# everything is gone!!



## tang daddy (Apr 21, 2010)

I am shutting down one of my community tanks and have a bunch of fish for sale.

2 4" denisonni barbs these guys are fat and healthy, had them for 5 months now and in great condition. Nice green colour showing on the top, brilliant red.
both Sold

1 3" clown loach Sold

15 endlers males and females and 1 threadfin Sold

1 male betta purple and red $5

1 2.5 inch bristle nose pleco with brown and black tiger striping Sold

1 apisto with red belly Sold

no pics at the moment, I am too busy tearing down 2 set ups...


----------



## MadgicBug (Apr 22, 2010)

Are you prepping for more shrimps


----------



## tang daddy (Apr 21, 2010)

maybe........


----------



## Aquaman (Apr 21, 2010)

Could ya do 55 on the 2 barbs and clown loach...? pick up on tuesday ?


----------



## Aquaman (Apr 21, 2010)

shrimp ???? sounds like you might be in the market for them air driven breeder boxes......


----------



## tang daddy (Apr 21, 2010)

Aquaman said:


> shrimp ???? sounds like you might be in the market for them air driven breeder boxes......
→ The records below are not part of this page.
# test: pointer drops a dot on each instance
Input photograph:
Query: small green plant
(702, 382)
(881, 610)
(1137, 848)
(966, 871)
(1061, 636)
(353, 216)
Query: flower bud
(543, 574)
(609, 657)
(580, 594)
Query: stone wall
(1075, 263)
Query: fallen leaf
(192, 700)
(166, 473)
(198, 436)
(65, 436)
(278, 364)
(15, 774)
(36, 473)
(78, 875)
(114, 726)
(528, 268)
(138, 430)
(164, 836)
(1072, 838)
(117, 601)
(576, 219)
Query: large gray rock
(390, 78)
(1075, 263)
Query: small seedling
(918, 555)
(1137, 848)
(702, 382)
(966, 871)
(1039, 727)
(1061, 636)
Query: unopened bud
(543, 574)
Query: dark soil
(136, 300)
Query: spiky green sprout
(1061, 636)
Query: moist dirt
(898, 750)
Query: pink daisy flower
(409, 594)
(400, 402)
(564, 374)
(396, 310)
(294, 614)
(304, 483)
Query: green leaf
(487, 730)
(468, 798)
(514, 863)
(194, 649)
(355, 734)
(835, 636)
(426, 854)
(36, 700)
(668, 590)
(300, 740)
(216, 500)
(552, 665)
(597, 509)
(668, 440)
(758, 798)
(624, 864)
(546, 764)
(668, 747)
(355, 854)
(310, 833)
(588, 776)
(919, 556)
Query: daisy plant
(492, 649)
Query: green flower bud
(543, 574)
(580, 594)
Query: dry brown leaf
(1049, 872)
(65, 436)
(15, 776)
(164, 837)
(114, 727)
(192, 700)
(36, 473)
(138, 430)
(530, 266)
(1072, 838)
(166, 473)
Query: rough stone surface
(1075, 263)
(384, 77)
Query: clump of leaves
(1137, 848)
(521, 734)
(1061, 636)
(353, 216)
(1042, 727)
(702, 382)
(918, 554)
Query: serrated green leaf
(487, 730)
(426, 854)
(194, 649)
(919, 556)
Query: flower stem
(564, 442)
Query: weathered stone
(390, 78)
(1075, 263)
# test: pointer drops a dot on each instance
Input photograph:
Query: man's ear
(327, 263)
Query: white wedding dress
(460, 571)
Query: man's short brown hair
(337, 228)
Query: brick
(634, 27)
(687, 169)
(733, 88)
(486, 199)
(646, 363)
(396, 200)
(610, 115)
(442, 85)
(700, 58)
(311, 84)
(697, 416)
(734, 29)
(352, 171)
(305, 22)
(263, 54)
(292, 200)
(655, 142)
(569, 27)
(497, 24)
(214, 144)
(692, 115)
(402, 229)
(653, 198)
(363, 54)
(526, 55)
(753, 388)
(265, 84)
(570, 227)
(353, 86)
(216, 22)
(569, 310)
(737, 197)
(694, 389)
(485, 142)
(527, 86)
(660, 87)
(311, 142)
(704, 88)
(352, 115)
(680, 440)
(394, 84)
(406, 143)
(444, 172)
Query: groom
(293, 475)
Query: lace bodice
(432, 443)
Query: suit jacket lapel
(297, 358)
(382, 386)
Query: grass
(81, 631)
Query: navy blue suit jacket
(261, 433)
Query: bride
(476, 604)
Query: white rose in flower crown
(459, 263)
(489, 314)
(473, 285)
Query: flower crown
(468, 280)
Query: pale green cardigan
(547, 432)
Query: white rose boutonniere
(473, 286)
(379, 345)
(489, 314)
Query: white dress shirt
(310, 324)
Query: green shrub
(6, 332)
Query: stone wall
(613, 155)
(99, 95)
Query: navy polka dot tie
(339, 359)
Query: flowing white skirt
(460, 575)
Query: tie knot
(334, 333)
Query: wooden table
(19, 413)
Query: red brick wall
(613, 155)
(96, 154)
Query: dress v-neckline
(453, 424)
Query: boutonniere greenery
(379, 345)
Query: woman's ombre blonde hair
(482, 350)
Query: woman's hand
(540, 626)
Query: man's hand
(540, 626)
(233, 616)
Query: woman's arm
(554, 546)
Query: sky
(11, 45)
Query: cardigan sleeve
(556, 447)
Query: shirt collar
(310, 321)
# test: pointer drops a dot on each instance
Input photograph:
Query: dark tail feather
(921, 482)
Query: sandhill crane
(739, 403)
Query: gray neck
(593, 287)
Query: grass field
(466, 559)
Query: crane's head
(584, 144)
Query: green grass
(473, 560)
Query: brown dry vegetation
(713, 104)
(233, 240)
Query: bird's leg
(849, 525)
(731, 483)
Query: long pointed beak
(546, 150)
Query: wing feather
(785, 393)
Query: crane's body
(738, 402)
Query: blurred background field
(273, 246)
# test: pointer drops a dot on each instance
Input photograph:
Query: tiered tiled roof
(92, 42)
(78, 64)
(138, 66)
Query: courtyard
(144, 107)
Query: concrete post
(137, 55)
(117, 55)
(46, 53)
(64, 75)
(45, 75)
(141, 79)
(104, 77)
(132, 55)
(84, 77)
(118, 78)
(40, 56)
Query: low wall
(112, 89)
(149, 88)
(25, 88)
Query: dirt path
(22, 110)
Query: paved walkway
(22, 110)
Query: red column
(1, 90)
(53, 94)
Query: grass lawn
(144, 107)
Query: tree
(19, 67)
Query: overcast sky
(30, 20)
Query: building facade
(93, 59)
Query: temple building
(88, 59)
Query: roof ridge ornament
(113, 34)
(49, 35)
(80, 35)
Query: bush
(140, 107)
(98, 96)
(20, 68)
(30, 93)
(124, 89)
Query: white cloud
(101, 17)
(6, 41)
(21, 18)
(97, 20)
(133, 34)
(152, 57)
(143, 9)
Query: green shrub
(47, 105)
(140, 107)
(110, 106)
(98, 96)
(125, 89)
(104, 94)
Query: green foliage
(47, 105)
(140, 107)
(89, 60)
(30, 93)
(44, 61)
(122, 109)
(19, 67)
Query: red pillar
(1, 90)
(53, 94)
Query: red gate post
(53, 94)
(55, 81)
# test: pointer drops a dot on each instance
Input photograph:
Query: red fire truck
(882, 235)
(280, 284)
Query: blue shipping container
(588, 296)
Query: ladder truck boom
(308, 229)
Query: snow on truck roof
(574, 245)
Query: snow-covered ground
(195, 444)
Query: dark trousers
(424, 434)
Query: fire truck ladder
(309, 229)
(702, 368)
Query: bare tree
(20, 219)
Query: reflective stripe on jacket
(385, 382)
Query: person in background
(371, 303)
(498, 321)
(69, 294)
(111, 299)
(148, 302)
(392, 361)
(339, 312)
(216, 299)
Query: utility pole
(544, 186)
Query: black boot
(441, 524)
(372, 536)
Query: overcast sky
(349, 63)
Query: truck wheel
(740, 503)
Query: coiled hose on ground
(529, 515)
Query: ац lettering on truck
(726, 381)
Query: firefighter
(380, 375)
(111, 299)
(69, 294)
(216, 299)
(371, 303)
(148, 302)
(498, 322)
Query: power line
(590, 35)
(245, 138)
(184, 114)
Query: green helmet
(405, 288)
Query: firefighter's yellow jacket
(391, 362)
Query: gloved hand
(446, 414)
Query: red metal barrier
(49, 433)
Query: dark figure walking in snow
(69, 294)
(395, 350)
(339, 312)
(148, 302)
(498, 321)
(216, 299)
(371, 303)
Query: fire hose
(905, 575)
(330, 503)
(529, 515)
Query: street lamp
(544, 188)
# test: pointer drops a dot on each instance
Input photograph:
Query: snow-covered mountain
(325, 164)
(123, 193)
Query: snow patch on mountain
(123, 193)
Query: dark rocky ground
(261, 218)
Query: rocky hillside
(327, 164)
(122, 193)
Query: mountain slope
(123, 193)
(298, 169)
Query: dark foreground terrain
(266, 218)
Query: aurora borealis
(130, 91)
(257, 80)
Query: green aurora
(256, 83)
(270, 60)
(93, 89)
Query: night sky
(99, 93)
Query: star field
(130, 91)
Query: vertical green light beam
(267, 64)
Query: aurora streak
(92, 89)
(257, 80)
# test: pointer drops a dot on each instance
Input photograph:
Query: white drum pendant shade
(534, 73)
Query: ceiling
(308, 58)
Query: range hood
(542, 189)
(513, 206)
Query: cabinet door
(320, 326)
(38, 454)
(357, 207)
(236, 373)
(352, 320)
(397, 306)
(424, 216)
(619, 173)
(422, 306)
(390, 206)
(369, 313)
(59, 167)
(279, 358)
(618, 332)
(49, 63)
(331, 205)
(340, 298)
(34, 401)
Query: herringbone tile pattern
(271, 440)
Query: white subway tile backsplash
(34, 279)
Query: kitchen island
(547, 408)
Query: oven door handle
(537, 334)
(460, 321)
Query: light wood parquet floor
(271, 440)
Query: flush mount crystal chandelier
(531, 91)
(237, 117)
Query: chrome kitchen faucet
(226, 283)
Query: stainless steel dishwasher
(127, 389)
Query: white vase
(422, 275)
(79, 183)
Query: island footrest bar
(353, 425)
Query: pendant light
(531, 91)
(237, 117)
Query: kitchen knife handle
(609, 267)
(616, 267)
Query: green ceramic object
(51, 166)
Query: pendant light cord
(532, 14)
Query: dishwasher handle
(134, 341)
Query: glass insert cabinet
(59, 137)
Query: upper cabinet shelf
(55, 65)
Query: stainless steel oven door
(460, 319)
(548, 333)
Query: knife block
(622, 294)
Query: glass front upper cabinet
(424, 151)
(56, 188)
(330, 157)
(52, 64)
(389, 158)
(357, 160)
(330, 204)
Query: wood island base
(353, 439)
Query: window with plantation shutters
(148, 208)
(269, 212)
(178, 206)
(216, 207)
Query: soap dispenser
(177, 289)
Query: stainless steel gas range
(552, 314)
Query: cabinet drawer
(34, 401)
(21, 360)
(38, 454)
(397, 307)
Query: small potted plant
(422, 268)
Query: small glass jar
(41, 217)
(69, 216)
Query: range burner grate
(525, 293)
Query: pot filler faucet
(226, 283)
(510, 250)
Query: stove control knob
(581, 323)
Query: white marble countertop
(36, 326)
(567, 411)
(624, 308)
thanks for the suggestion but I already have 2...


----------



## DBam (Aug 9, 2010)

What kind of apisto do you have?


----------



## ray00ching (Apr 29, 2010)

How big is your BNP?


----------



## tang daddy (Apr 21, 2010)

ray00ching said:


> How big is your BNP?


Hi the Bnp is a cute small guy 2.5 inch!!


----------



## tang daddy (Apr 21, 2010)

DBam said:


> What kind of apisto do you have?


Hi sorry but I dont know the name nor do I know if its male or female looks like this:http://aquatab.net/_files/Image/clanky/0060/19.jpg


----------



## pisces (Apr 22, 2010)

how big your bristle nose pleco ? i am interesting too! can u sent pic for me how is look like ?
thks


----------



## tang daddy (Apr 21, 2010)

Anyone want a cute bristle nose and male betta?


----------



## tang daddy (Apr 21, 2010)

bump betta and bristle nose pleco left pick up both for $10!!


----------



## teija (Sep 30, 2010)

Ooooh so tempting!! Would the Bristle nose be ok in a 14g Biocube?  But... I'm not allowed to have any more bettas 

BUMP for a good deal!!


----------



## tang daddy (Apr 21, 2010)

The bristle nose is still small so it would work in a 14 g biocube!!


----------